Não há nada melhor do que esse torneio. E, sim, primeiro porque é o nosso campeonato. E isto não é pouca coisa imaginando que os times brasileiros têm algumas das maiores torcidas do mundo se consideradas apenas os torcedores dos respectivos países (e o vídeo uruguaio me parecia uma crítica sutil à paixão veraneia que muitos nutriam e nutrem pelas La Ligas e Premier Leagues da vida).
Segundo, não conheço outro campeonato no mundo tão equilibrado e que seja tão ferrenhamente disputado até sua derradeira rodada. Nunca houve, nos pontos corridos brasileiros, uma última rodada protocolar. Isso se explica pelo grande número de rebaixados, 4, o maior de qualquer grande liga do mundo, e da dúzia de vagas em competições internacionais. Mesmo quando as quatro primeiras posições já estavam definidas, como neste ano, ainda assim oito das dez partidas finais tinham alguma relevância. Há um terceiro ponto, que tende a ficar cada vez mais distante, de que a diferença entre o primeiro e o último é a menor entre as principais ligas. A ascensão exponencial de Flamengo e Palmeiras coloca em xeque esse último argumento, embora a média geral certamente seja uma das melhores. Exceto o campeonato inglês, tem muito time ruim nas primeiras divisões de Alemanha, Itália, Espanha, França e quase todos em Portugal e Holanda. A liga argentina, com seus trinta times e uma reiterada prática de viradas de mesa para evitar novos rebaixamentos, tem tantos jogos irrelevantes, onde além do mais não se pode torcida adversária, que se tornou algo chatíssimo.

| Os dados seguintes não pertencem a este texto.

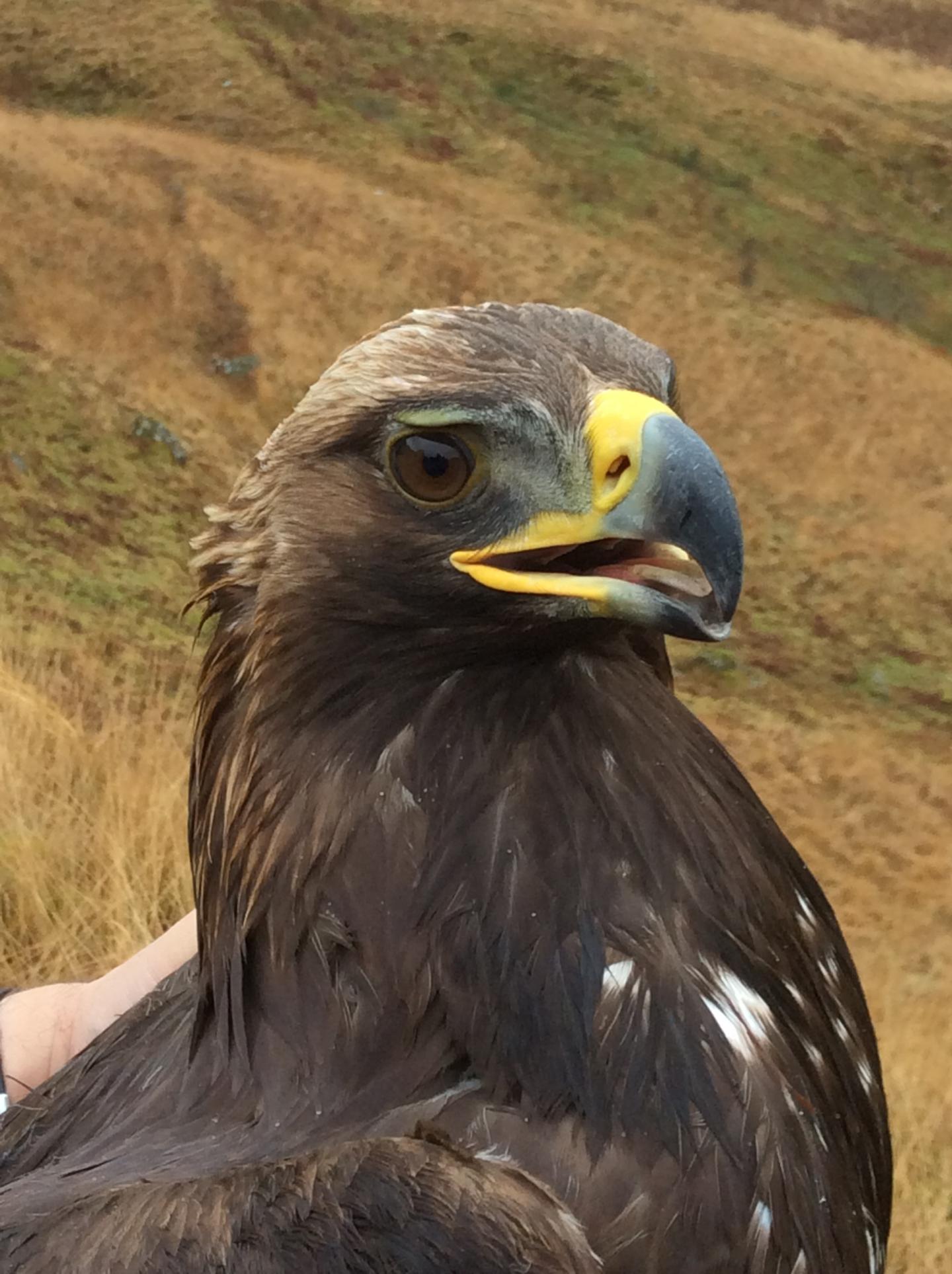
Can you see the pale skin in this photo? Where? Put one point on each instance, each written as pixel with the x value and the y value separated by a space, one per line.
pixel 42 1027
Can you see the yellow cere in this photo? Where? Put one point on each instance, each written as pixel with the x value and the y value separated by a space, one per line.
pixel 614 431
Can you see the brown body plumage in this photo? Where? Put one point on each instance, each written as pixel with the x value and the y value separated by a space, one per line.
pixel 461 857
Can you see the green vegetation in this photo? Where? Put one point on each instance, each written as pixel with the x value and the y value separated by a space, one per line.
pixel 95 539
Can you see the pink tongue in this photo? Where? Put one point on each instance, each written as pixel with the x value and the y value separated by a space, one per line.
pixel 648 570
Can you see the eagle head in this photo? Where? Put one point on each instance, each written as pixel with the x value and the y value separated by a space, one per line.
pixel 493 469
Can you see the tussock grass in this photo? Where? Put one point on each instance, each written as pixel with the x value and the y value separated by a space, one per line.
pixel 93 771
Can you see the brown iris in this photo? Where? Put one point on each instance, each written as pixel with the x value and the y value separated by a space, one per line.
pixel 434 468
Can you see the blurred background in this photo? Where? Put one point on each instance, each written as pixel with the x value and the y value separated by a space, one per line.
pixel 203 200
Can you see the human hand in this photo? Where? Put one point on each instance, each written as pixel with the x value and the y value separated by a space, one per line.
pixel 42 1027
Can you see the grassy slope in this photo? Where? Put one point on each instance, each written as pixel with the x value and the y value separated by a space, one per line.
pixel 713 180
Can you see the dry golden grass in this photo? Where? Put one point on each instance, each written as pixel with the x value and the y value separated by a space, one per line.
pixel 130 254
pixel 93 772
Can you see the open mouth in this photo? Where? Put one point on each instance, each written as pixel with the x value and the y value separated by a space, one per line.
pixel 652 563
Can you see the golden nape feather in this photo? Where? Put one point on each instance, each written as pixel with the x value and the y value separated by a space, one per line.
pixel 502 963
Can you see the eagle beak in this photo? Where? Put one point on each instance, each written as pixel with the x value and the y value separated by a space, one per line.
pixel 659 543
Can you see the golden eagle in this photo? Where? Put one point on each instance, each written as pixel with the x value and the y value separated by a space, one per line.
pixel 502 963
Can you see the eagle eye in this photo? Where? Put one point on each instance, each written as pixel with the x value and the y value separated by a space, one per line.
pixel 432 468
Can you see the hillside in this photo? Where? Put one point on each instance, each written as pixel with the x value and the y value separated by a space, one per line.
pixel 202 203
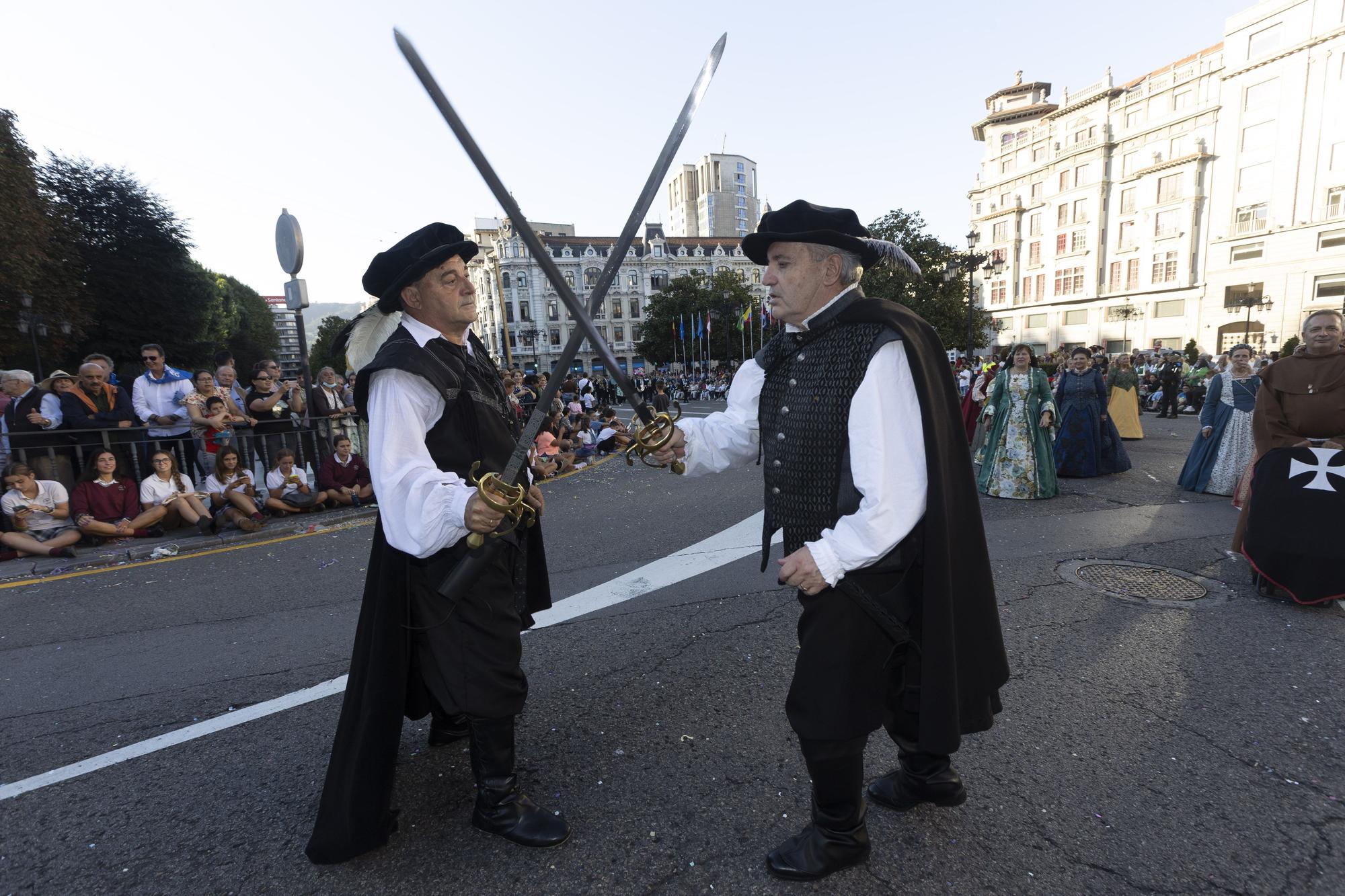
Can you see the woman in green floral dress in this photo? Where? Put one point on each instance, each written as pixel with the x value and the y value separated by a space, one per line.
pixel 1017 459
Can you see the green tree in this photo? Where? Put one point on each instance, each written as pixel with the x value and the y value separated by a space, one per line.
pixel 723 296
pixel 139 283
pixel 942 304
pixel 322 354
pixel 37 257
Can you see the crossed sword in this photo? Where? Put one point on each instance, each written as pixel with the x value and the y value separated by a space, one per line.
pixel 504 491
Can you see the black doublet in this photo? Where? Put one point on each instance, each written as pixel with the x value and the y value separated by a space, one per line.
pixel 469 663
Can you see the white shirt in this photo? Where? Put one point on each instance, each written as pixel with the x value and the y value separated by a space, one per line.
pixel 217 487
pixel 278 486
pixel 162 400
pixel 50 494
pixel 157 490
pixel 887 456
pixel 423 507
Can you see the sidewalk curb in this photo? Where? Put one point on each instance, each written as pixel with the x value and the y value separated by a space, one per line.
pixel 190 544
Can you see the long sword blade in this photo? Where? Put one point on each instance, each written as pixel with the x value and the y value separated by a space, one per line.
pixel 642 205
pixel 521 224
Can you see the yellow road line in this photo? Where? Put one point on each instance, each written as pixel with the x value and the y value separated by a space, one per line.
pixel 228 548
pixel 193 555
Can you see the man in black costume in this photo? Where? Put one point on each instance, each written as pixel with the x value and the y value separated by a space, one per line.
pixel 435 405
pixel 855 419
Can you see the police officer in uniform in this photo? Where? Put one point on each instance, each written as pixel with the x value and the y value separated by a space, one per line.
pixel 435 407
pixel 853 416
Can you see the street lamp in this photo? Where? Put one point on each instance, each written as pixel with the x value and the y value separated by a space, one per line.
pixel 36 325
pixel 993 266
pixel 1254 299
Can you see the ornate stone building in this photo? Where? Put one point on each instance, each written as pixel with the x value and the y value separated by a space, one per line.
pixel 523 319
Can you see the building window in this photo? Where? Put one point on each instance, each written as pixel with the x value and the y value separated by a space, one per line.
pixel 1070 282
pixel 1169 189
pixel 1167 222
pixel 1165 268
pixel 1335 202
pixel 1265 41
pixel 1250 220
pixel 1261 96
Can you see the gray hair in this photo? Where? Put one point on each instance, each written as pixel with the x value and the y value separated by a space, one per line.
pixel 1304 330
pixel 851 267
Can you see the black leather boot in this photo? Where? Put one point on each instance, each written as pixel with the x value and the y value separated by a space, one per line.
pixel 446 729
pixel 837 837
pixel 921 778
pixel 501 806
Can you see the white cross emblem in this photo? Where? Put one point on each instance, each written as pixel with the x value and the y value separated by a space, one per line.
pixel 1320 481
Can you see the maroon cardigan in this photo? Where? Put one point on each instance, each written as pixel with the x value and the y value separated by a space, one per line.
pixel 106 503
pixel 333 475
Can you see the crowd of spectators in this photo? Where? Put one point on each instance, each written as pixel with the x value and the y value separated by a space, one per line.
pixel 89 459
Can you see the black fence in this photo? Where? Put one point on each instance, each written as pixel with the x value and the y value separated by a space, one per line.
pixel 64 454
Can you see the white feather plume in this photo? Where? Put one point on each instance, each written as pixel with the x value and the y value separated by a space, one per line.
pixel 892 255
pixel 367 334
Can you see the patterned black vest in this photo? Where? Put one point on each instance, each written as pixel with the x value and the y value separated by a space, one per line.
pixel 17 420
pixel 804 415
pixel 477 423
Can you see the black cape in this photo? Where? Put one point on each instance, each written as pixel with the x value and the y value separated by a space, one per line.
pixel 964 662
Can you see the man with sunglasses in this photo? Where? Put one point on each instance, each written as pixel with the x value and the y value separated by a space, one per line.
pixel 158 399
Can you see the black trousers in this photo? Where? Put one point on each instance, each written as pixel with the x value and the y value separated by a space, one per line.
pixel 1169 400
pixel 849 678
pixel 471 663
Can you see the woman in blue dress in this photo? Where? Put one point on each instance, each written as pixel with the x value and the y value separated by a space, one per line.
pixel 1225 446
pixel 1089 443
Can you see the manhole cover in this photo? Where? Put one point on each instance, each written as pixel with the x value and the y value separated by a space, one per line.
pixel 1148 583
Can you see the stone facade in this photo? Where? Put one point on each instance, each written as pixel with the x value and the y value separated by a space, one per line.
pixel 518 307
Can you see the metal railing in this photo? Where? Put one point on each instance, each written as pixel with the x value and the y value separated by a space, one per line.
pixel 64 454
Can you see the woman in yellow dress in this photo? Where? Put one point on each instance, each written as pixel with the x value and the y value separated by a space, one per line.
pixel 1124 399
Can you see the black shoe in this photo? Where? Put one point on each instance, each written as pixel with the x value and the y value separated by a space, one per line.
pixel 921 779
pixel 837 838
pixel 447 729
pixel 501 806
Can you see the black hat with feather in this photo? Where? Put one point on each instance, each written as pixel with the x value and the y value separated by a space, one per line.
pixel 805 222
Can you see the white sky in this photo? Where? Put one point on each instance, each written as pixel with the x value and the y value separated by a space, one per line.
pixel 236 111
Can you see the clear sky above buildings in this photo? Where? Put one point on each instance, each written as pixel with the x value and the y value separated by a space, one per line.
pixel 233 111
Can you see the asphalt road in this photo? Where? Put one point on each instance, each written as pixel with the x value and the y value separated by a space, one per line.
pixel 1157 748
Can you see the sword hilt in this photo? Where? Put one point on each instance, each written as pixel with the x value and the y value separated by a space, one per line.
pixel 501 497
pixel 653 436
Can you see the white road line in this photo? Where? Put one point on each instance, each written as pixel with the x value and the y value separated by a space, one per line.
pixel 732 544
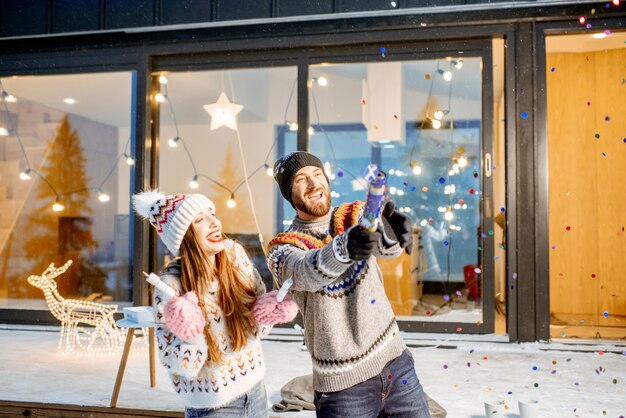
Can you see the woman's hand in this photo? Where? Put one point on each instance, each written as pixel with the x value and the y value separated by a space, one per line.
pixel 268 311
pixel 183 316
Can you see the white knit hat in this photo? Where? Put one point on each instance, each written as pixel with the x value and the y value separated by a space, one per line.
pixel 171 215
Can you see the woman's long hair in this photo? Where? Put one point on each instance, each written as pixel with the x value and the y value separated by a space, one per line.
pixel 235 292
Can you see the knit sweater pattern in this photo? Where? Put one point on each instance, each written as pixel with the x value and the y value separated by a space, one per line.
pixel 200 382
pixel 349 325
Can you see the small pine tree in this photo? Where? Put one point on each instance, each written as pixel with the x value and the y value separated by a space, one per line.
pixel 238 219
pixel 59 236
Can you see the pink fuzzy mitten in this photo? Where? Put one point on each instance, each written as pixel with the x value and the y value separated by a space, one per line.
pixel 267 310
pixel 183 316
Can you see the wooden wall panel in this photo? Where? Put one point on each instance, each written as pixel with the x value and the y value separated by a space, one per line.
pixel 587 191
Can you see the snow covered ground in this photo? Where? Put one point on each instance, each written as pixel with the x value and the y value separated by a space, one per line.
pixel 565 379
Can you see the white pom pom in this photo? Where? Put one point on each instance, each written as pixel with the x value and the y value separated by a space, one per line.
pixel 143 201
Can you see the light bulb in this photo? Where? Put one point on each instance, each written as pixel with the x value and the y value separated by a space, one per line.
pixel 449 215
pixel 173 142
pixel 25 175
pixel 103 197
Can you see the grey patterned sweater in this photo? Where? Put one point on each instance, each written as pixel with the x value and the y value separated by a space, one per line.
pixel 349 326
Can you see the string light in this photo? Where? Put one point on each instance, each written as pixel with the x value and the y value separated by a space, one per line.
pixel 8 97
pixel 87 328
pixel 25 175
pixel 103 197
pixel 231 203
pixel 447 75
pixel 57 206
pixel 173 142
pixel 194 182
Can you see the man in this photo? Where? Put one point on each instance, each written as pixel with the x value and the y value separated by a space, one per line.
pixel 361 366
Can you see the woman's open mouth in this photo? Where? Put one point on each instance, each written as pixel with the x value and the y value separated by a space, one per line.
pixel 215 235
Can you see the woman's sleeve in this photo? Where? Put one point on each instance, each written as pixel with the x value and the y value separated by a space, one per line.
pixel 181 357
pixel 251 271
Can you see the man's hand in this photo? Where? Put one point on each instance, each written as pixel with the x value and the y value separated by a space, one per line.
pixel 361 242
pixel 401 224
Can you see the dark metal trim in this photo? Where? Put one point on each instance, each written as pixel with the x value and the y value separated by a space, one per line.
pixel 525 182
pixel 510 89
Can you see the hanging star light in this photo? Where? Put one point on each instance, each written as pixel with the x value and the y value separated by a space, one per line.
pixel 223 113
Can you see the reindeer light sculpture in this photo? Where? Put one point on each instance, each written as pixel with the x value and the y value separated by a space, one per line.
pixel 87 328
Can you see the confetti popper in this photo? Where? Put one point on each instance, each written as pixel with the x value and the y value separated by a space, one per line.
pixel 374 200
pixel 156 281
pixel 283 290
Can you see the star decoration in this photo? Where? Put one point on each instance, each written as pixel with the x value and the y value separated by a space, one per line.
pixel 223 113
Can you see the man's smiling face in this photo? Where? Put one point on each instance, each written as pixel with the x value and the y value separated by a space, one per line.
pixel 310 193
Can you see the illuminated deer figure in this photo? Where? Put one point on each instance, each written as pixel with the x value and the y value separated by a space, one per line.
pixel 96 318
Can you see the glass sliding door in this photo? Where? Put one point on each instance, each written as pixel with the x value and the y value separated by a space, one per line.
pixel 427 122
pixel 65 161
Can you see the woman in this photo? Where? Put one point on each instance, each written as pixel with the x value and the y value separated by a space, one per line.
pixel 209 338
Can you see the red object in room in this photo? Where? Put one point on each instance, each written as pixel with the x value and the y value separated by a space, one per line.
pixel 472 281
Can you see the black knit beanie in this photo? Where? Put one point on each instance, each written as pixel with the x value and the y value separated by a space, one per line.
pixel 286 167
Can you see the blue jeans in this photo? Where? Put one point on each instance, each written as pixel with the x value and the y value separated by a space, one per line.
pixel 395 392
pixel 252 404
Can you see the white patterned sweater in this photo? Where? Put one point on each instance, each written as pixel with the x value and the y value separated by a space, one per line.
pixel 202 383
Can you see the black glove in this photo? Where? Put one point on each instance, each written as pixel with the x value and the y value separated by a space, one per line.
pixel 361 242
pixel 401 224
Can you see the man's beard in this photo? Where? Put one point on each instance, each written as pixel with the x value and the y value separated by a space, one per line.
pixel 318 209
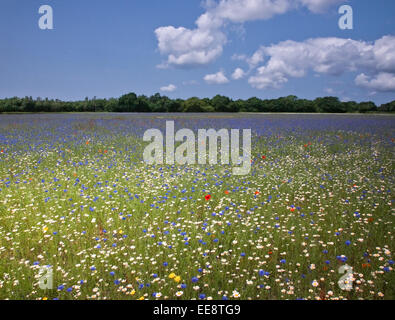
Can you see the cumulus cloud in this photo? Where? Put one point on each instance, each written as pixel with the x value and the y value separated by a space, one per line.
pixel 382 82
pixel 319 6
pixel 202 45
pixel 216 78
pixel 238 74
pixel 169 88
pixel 332 56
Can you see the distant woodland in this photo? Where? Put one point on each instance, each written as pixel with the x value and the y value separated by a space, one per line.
pixel 157 103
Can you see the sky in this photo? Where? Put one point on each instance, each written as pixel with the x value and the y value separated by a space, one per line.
pixel 185 48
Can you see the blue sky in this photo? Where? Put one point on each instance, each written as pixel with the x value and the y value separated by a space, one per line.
pixel 280 47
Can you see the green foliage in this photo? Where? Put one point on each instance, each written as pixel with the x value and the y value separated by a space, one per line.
pixel 156 103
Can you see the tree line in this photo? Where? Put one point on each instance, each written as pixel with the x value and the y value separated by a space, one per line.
pixel 156 103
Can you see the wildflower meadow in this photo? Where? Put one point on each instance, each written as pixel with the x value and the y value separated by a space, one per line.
pixel 79 204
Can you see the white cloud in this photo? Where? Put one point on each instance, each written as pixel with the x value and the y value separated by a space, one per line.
pixel 332 56
pixel 238 74
pixel 382 82
pixel 186 47
pixel 169 88
pixel 202 45
pixel 216 78
pixel 319 6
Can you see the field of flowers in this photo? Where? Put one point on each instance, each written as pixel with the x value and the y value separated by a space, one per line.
pixel 76 195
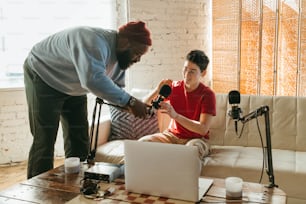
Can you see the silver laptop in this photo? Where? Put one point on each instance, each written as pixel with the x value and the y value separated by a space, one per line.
pixel 166 170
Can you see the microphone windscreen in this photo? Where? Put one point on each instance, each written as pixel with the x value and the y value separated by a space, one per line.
pixel 165 91
pixel 234 97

Com a exceção dos meninos do Flamengo, alguns deles que ainda viajarão para o Catar e que quase ganharam do surpreendente Mirassol no interior paulista, e do Corinthians e seu pensamento fixo na Copa do Brasil há muitas rodadas, que conseguiu a proeza de empatar em casa contra o rebaixado Juventude, em verdadeiro clima de fim de feira, tudo o mais valia. O Ceará precisava vencer o Palmeiras para não correr riscos, assim como o Santos contra o Cruzeiro. No que parecia o melhor jogo da rodada e que não assisti em nenhum momento, Fluminense e Bahia duelavam pela última vaga na fase de grupos da Libertadores, mas um empate abriria a chance para o Botafogo que, caso vencesse o Fortaleza que, por sua vez, precisava da vitória para escapar do patíbulo, passaria ambos na reta final. Vitória contra São Paulo e Inter versus Red Bull envolviam dois times lutando contra a queda e dois disputando a oitava posição que, num passe de mágica semana que vem, pode levar alguém mais perto da zona do rebaixamento do que da sétima posição para a Libertadores. Atlético e Vasco brigavam por vaga na Sulamericana e o Sport, contra o Grêmio, lutava pela dignidade de não ser a pior equipe da história dos pontos corridos, um ponto lhe bastava para superar o América de Natal de 2007, a goleada gremista foi o trágico capítulo final de um time que só venceu duas das suas 38 partidas.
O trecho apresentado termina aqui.